Un incendie s’est déclaré au 10ème étage du Building administratif Mamadou Dia, ce jeudi 26 août.

Ce bâtiment abritant plusieurs ministères et démembrements de l’Etat du Sénégal est un édifice public, par conséquent, tout citoyen(contribuable) peut en parler sans ambages.
Ce sont les raisons pour lesquelles j’ai pris ma plume pour parler de ce bâtiment emblématique portant le nom d’une des personnalités importantes du Sénégal : Mamadou DIA.
Avant de parler de cet incendie, revenons un peu en arrière…
Réalisé en 1953 et provisoirement réceptionné en 1954, le Building est construit sur une surface de 2 600 m2 constitué de deux sous-sols, d’un rez-de-chaussée et neuf étages.
Après plus d’un demi-siècle, l’immeuble commençait à se dégrader.
En 2012, après l’accession du Président Macky Sall au pouvoir, le gouvernement a pris la décision de le réhabiliter et de le rénover.
Les travaux ont démarré en 2016 et ont été confiés à l’entreprise BAMBA N’DIAYE S.A en qualité de Maitre d’œuvre.
Totalement rénové et inauguré en fin janvier 2019, le Building administratif, qui accueille plusieurs démembrements de l’Etat du Sénégal, a coûté la somme de 36,4 milliards de FCFA sur financement de la BOAD, des banques locales et de l’État du Sénégal.
En Juillet 2020, l’ARMP (l’Autorité de Régulation des Marchés Publics) a autorisé la signature d’un avenant pour un montant de 330 599 000 francs CFA pour des travaux supplémentaires et d’extension de l’édifice.
Celui-ci était prévu à 17 milliards. A l’arrivée, les coûts se sont envolés à près de 40 milliards de francs CFA.

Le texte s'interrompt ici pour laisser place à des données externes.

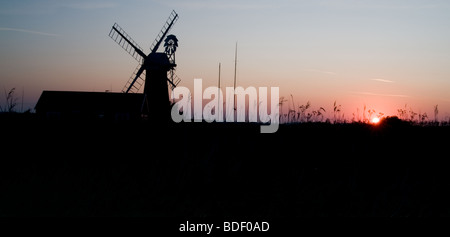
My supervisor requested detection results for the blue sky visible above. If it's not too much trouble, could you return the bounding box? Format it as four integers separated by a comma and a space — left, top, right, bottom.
0, 0, 450, 118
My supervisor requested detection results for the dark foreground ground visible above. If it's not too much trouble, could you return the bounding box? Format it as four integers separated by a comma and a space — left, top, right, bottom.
0, 115, 450, 233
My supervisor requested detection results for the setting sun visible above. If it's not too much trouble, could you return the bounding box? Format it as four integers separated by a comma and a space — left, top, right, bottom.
372, 117, 380, 124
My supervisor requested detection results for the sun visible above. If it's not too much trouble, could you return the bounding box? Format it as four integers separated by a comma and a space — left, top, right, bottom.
372, 117, 380, 124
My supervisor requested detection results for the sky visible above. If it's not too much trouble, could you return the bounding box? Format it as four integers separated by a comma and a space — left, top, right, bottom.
0, 0, 450, 120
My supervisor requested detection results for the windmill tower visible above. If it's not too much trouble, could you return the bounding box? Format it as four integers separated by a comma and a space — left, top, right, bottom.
109, 11, 181, 123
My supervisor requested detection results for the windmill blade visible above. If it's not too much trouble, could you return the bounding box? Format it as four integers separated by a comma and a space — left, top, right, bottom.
167, 70, 181, 90
109, 23, 146, 62
150, 10, 178, 53
122, 64, 145, 93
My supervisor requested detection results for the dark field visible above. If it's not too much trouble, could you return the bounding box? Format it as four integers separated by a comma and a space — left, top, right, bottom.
0, 115, 450, 217
0, 115, 450, 233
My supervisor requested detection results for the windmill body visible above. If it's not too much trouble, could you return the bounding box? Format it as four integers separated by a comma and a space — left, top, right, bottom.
109, 11, 180, 124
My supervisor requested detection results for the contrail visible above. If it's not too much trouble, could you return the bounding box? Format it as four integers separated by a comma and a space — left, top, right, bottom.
0, 27, 60, 37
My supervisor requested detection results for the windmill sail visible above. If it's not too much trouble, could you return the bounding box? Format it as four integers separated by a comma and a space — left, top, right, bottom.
109, 23, 146, 62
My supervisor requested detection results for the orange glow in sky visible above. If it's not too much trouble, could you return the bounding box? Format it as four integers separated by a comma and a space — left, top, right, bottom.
0, 0, 450, 120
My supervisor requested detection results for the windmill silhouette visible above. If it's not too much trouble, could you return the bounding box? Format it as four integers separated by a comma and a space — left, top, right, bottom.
109, 11, 181, 123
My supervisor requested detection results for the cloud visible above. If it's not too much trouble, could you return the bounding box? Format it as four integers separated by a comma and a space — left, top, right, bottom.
354, 91, 409, 98
370, 78, 394, 83
303, 68, 337, 75
0, 27, 60, 37
64, 1, 118, 10
159, 0, 279, 10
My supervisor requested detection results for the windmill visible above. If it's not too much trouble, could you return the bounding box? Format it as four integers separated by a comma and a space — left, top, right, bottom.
109, 11, 181, 122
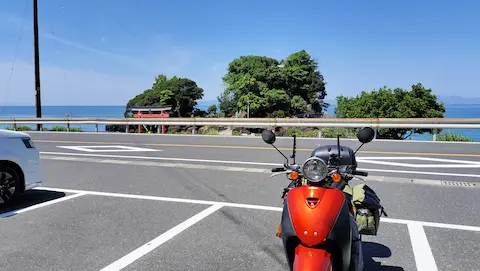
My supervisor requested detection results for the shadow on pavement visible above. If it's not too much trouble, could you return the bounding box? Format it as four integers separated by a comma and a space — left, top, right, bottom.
362, 242, 404, 271
0, 190, 65, 218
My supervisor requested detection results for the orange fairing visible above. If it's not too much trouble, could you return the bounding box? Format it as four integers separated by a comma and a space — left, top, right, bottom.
287, 185, 344, 246
293, 245, 333, 271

Le Nouveau bâtiment comprend désormais 10 étages, 639 pièces, 408 bureaux, 32 salles d’attente, 3 salles de conférence, 9 salles de réunion.
Il y a aussi deux restaurants, 12 dortoirs pour le service de sécurité, 22 blocs sanitaires, 12 ascenseurs, 174 places de parking, 23 entrepôts et 67 locaux techniques.
Ces travaux auraient aussi permis la mise en conformité réglementaire du Bâtiment selon l’entreprise ayant réalisée les travaux et confirmé par le Gouvernement par le biais du Ministre, SG du Gouvernement Abdou Latif Coulibaly :
– La protection passive des planchers par enduit résistant au feu,
– La réalisation d’un réseau de désenfumage,
– La reprise et la mise en conformité de l’alimentation électrique et d’eau potable,
– L’installation d’un réseau de détection incendie ou encore l’installation d’un réseau de Robinet d’incendie armé (Ria) de colonnes humides et de bouches d’incendie.

Quelques précisions :
Avant la rénovation, le Building comportait 9 étages, ceci le plaçait dans la catégorie des Immeubles (normaux) à usage de bureaux / administration car la hauteur du Bâtiment était inférieure à 28m.
Après la rénovation, le Building compte aujourd’hui 10 étages avec une hauteur supérieure à 28m. Il rentre ainsi dans la catégorie des Immeubles à Grande Hauteur, communément appelée IGH.
De par sa hauteur et son usage, il est classé GH W1 : immeubles à usage de bureaux (28 m.< h < 50 m.)
Dans le Chapitre 2(DISPOSITIONS DE SÉCURITÉ RELATIVES AUX IMMEUBLES DE GRANDE HAUTEUR) du code de la construction du 27 janvier 2010, il est détaillé toutes les normes et règles auxquelles doivent être soumises les IGH.
Parmi celles-ci on peut citer :
1. Une caserne de Sapeurs-Pompiers doit obligatoirement se trouver à moins de 3Km.
2. Façades : Potentiel calorifique < 25 MJ/m2 (1,5 kg de bois),
3. Tracé ne favorisant pas la transmission du feu,
4. Structures : éléments porteurs et auto-porteurs SF (Stable au Feu) 2 h ;
5. Compartiment : un IGH est constitué par un empilement de caissons étanches constituant des compartiments isolés par des parois, planchers et plafonds CF(Coupe-Feu) 2 h. La superficie du compartiment doit être < 2 500 m2, la longueur du compartiment doit être < 75 m ;
6. Les gaines doivent être protégées;
7. Limitation des risques : pas d’installation classée à l’exception des parcs de stationnement,
8. Interdiction de stockage de combustibles liquides, solides ou gazeux à l’exception des cuisines collectives et chaufferies à gaz en terrasses.
9. Dans la construction, la réaction au feu est réglementée :
– limitation du potentiel calorifique : 255 MJ/m2 (15 kg de bois).
10. Dans le contenu, le potentiel calorifique doit être < 400 MJ/m2 (soit 25 kg de bois).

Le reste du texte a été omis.